Miller said Joe Stewart will serve as the 6–12 campus principal and that the district has approved a job description for a new associate-principal role. "We just finished interviews last week... I'm gonna recommend that Ms. Kozlowski as our associate principal," Miller said, adding the board will consider the hire at its next meeting.

The move is framed as a curricular and operational alignment designed to reduce students falling behind during the eighth-to-ninth-grade transition and to increase collaboration among teachers. Stewart, who spoke about his experience in 7–12 environments, cited five-year data showing that about "20 to 24 percent" of freshmen previously failed two or more classes by the end of the first semester and credited a targeted intervention or "white team" with bringing failure rates for that group down to roughly "6 percent." "This is giving us a chance for every teacher in these two buildings to read from the same script," Stewart said.

Administrators emphasized that students should not expect major classroom changes next year and described a phased implementation. Miller said the district will keep four administrative positions but reconfigure duties so the associate principal provides direct coverage when Stewart is in the other building.

Parents used the meeting's Q&A to press administrators on discipline and safety. One parent said, "I've had to pull all my kids off the bus because they were getting beat up," and asked how the district could guarantee children's safety. Miller responded that she could not guarantee absolute safety but said the district will do "the very best we can" and outlined specific measures: locked doors with staff-controlled entry, staggered movement between buildings, scheduling more staff on duty during high-traffic times and use of positive behavior interventions (PBIS).

A staff member described the PBIS approach the district intends to expand: teachers award points students can redeem for small rewards, the handbook consequences will be applied consistently, and teachers will coordinate to reinforce expected behavior.
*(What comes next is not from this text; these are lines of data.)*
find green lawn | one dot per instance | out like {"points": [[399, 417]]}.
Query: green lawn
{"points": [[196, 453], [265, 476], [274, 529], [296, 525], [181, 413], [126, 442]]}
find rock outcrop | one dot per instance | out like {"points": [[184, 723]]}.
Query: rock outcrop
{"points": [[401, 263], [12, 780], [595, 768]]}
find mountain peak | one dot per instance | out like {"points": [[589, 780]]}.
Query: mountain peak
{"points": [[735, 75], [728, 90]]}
John Fry, who identified himself in the meeting and described disciplinary data, said the district must teach culture and expectations starting in sixth grade; Fry cited about "800 referrals" in the middle school this year versus "270" at the high school as a data point for the need to build consistent expectations.

Administrators also noted logistical limits: the middle-school building is a retrofitted elementary school with narrower hallways and limited lab facilities, so the district does not plan to mix students in classrooms but will allow some advanced middle-school students to take one or two high-school classes and to share common areas under controlled conditions.

Miller offered curriculum as an example of anticipated academic benefits, saying the district intends to expand access to Algebra I so students can take that course by eighth grade rather than later. Special education services will continue as a continuum across grades 6–12, with intervention specialists assigned according to student needs.

Next steps: Miller said she will make the formal recommendation to the board to hire Kozlowski as associate principal at the next meeting and that much of next year will be a planning year focused on implementing PBIS, finalizing supervision schedules and aligning department professional learning communities. Administrators encouraged families to follow up by email for specific incidents and promised continued updates as the transition proceeds.